Ich wurde … in Phoenix, Arizona geboren. … Mein Vater und meine Mutter waren in Maderal, Chihuahua und Nogales, Sonora bzw. geboren. Viele Leute, die ein ähnliches Kulturellefamilienverhältnis als ich haben, haben Probleme sich zu identifizieren. Es gibt solche Beschriftungen als Chicano/a, Pocho/a, Hispanisch, Latino/a, Mexikanisch-amerikanisch, usw. Chicano/a ist jemand, das Mexikanisch ist und wohnt in den USA. Diese Person weißt viel über ihre Herkunft und spricht Spanisch. Pocho/a—Diese Person ist auch Mexikanisch und wohnt auch in den USA, aber sie weißt nicht zu viel über ihr Herkunft und spricht nur Englisch. Hispanisch ist jemand, das Spanisch spricht. Latino/a ist jemand, das eine lateinamerikanische Herkunft hat. Mexikanisch-amerikanisch ist jemand, das Mexikanisch und auch Amerikanisch ist. Es gibt Probleme mit diesen Begriffen, weil sie verschiedene Sachen zu verschiedene Leute bedeuten können. Ich habe mich als Mexikanisch-amerikanisch identifiziert, weil ich ein Teilnehmer von beiden Kulturen bin. Viele Leute wissen das nicht. Wegen meiner Aufmachung denken sie, dass ich “Native American” bin. DG S03
[I was born in Phoenix, Arizona. … My father and my mother were born in Madera, Chihuahua and Nogales, Sonora. Many people who have similar cultural family relationships as I do, have problems with identifying themselves. There are such terms used for naming as Chicano/a,. Pocho/a, Hispanic, Latino/a, Mexican-American, and so on.

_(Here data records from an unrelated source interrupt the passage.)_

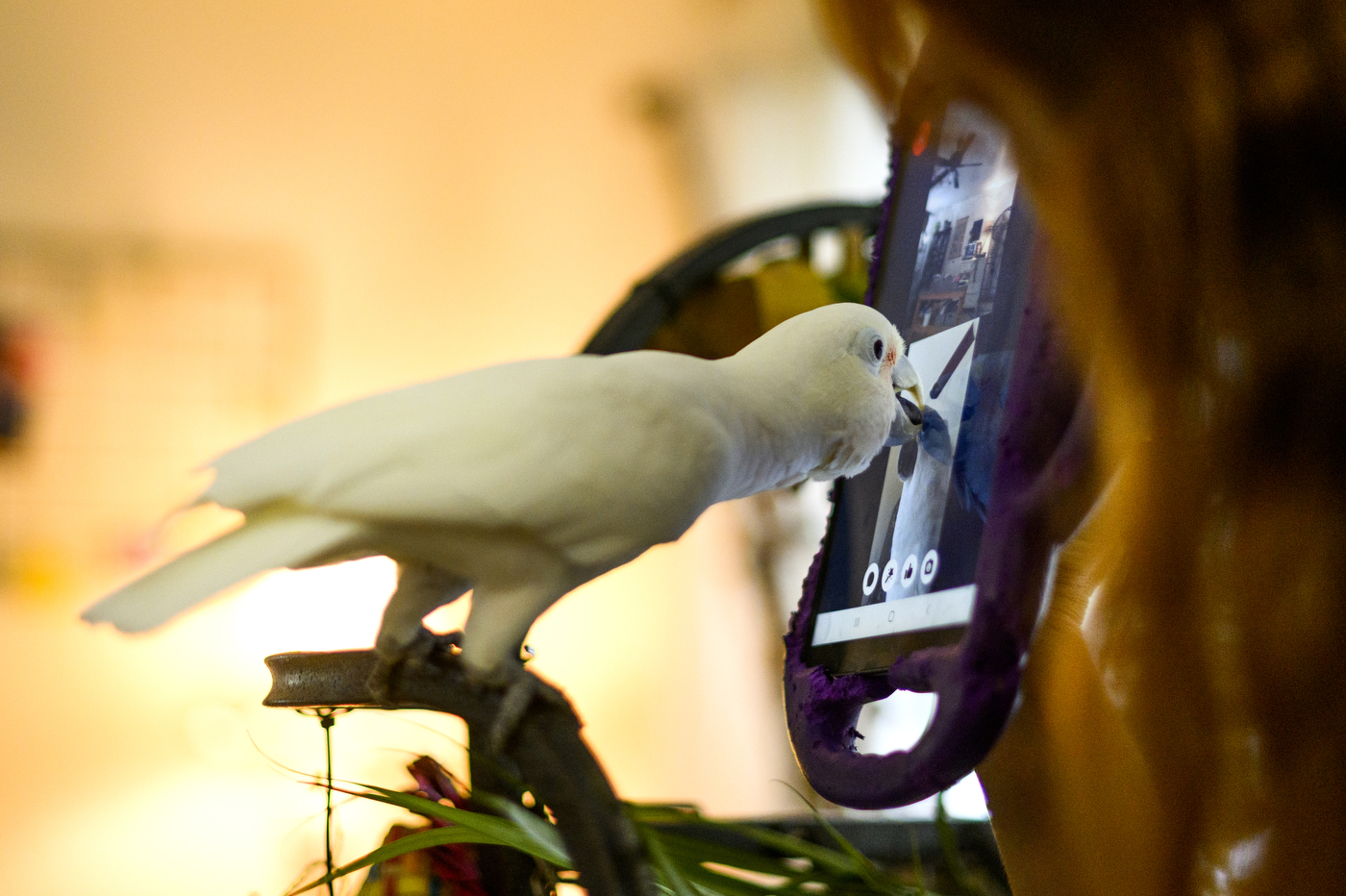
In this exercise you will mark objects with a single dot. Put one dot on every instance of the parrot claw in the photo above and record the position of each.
(416, 656)
(521, 687)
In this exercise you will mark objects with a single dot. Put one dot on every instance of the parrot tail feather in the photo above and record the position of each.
(268, 541)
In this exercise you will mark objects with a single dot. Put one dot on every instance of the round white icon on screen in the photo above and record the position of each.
(929, 566)
(890, 575)
(871, 579)
(909, 571)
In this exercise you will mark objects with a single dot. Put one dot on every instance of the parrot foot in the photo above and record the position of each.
(521, 689)
(416, 656)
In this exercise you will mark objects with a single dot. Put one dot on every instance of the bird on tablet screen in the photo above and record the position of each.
(524, 481)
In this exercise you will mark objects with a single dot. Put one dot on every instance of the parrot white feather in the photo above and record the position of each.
(524, 481)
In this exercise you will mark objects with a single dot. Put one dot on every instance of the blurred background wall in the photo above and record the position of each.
(214, 217)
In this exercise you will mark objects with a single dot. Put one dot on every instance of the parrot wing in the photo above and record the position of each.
(596, 457)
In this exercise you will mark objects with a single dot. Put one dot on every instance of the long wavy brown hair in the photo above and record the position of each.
(1184, 723)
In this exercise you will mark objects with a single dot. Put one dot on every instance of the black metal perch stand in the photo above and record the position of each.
(547, 750)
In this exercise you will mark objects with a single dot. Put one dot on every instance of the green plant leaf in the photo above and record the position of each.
(410, 844)
(662, 864)
(500, 829)
(544, 833)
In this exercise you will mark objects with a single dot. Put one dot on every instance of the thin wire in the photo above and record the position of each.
(327, 717)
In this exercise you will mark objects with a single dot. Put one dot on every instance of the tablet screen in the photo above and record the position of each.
(901, 555)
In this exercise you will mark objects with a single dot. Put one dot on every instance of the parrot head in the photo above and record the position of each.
(847, 370)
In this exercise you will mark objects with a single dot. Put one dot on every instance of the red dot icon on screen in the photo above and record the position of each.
(922, 138)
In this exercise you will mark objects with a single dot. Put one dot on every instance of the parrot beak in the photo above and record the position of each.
(910, 416)
(905, 380)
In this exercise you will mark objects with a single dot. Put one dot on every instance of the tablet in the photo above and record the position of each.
(901, 556)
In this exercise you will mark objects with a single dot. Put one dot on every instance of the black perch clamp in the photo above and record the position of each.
(545, 747)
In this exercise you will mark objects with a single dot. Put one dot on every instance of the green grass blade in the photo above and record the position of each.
(544, 833)
(662, 864)
(501, 831)
(410, 844)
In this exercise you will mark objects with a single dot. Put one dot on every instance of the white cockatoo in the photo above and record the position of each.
(524, 481)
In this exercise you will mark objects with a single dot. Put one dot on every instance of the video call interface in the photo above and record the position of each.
(906, 533)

Chicano/a is someone who is Mexican and who lives in the USA. This person knows a lot about their background and speaks Spanish. Poch/a—This person is also Mexican and also lives in the USA, but doesn't know much about his/her background and speaks only English. Hispanic is someone, who speaks Spanish. Latino/a is someone, who has a Latin American background. Mexican-American is someone who is Mexican and also American. There are problems with these terms, because the can mean different things to different people. I have identified myself as Mexican-American, because I am a participant in both cultures. Many people don't know that. Because of my appearance, they think that I am “Native American.”]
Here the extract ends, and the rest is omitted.